ALL ON 4
This concept was introduced by Nobel Biocare, Sweden. But what is an all‐on‐4 technique? Who should consider it? Is it considered safe? And how is it different from common implants?
Nobel Biocare presented this treatment as a means of overcoming limitations in the human mandible. This treatment is basically immediate‐function protocols involving the use of dental implant supported prostheses for the rehabilitation of completely edentulous mandibles and are documented as having a high success rates.
The loss of alveolar bone with a relative surfacing of the inferior alveolar nerve in the mandible is a result of posterior teeth loss, particularly at an early age, thus often prohibiting placement of implants in the posterior regions. An alternative could be the use of tilted implants, which allows for maximum use of the existing bone and placement of posterior fixed teeth with minimum cantilevers in a region where bone height and nerve proximity does not allow for the placement of axial implants.
In this treatment, only 4 implants are utilized. Two are placed vertically in the anterior and the other two placed with an angle up to 45 degrees in the posterior region. Unlike other implants, multi‐unit abutments are placed and can provide soon-to-be edentulous patients with an immediate restoration.
Based on the optimal number of four implants for supporting full‐arch prosthesis in an edentulous jaw, the concept benefits from the posterior tilting of the two distal implants with a maximum of a two tooth distal cantilever in the final prosthesis. Optimized bone support with minimum bone volume is provided in this treatment.
With this said, these are not the only benefits as improved anchorage along with vital structures avoidance (such as mandibular nerve or the maxilla sinus) are also results of the tilting of implants in the maxilla optimizing load distribution and allowing for a final prosthesis with up to 12 teeth. One can conclude that there is a clear biomechanical advantage in using splinted tilted distal implants, rather than axial implants, supporting distal cantilever teeth.
The step by step procedure of the treatment.
• The first step of the procedure includes:
Wax Try‐in Denture /Re‐mount and Equilibration/ Cross Mount and Occlusal Guide / Bite Registration / Duplicate Denture and Surgical Template/ Adding ٠30-45 Degree Angulation for Posterior Implant, Indication of the Amount of Ridge Reduction and Marking the Surgical Template.
• The second step involves:
Marking Vertical Dimension of Occlusion prior to Surgery/ teeth extraction / dental implant placement / Attachment of Multi‐Unit Abutments / Index position of Multi‐Unit Abutments / Hollowing‐out space in denture for Temporary Coping Multi‐unit / Attaching Temporary Coping Multi‐unit to Multi‐Unit Abutments / Reducing the Height of Temporary Coping Multi‐Unit / Rubber Dam attachment / Picking‐up Temporary Coping Multi‐unit cylinders / Removing Prosthesis with Temporary Coping Multi‐unit cylinders processed in acrylic / Converting from Immediate Denture to Fixed Implant Bridge / Polishing and Smoothing the Surface of Fixed Implant Bridge and finally Attaching Provisional Fixed Implant Bridge Prosthesis with Prosthetic Screws.

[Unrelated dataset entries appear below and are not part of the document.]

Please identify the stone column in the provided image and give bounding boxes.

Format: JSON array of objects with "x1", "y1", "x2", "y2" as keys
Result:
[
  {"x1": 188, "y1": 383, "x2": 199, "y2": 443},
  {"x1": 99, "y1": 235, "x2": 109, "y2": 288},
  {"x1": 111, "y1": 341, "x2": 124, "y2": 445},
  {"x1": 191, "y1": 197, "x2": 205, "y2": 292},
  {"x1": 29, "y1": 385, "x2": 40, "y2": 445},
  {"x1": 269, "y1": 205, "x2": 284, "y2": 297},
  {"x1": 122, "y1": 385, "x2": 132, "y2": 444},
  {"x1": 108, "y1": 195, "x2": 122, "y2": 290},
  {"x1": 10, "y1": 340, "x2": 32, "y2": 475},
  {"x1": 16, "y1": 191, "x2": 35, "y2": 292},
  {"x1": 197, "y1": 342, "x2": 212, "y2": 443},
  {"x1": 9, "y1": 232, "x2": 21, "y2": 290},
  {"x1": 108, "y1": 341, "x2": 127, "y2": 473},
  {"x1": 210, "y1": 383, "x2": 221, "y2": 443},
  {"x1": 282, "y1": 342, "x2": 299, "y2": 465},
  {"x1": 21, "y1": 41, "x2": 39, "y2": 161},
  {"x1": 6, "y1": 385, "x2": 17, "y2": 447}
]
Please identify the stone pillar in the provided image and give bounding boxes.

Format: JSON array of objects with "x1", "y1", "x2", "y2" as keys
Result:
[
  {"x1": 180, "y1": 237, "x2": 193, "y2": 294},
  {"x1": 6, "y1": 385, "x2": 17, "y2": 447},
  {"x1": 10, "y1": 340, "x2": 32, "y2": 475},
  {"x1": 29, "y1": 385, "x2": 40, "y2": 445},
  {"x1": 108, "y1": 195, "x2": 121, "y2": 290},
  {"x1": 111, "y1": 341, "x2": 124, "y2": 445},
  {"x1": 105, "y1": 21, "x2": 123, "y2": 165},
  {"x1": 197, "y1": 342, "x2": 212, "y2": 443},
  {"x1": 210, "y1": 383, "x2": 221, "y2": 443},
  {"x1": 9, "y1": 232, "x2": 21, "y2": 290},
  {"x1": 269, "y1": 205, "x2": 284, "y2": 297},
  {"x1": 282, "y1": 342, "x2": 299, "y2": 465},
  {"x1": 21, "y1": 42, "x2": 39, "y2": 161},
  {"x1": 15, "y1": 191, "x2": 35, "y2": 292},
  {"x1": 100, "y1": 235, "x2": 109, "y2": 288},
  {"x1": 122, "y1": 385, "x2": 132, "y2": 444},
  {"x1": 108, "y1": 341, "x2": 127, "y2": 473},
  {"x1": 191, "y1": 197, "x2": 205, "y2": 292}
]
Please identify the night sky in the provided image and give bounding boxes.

In a research done on 245 patients with a total of 980 immediate‐function implants (four per patient) placed in the anterior region to support fixed full‐arch mandibular prostheses. The results were as follows: a total of 21 implants failed in 13 patients, giving cumulative patient‐related and implant‐related success rates of 94.8% and 98.1%, respectively, at five years, and 93.8% and 94.8%, respectively, with up to 10 years of follow‐up. The prostheses’ survival rate was 99.2% with up to 10 years of follow up.
These results support the conclusion that the All‐on‐4 immediate‐function implant concept is viable and a patient friendly long term stable treatment.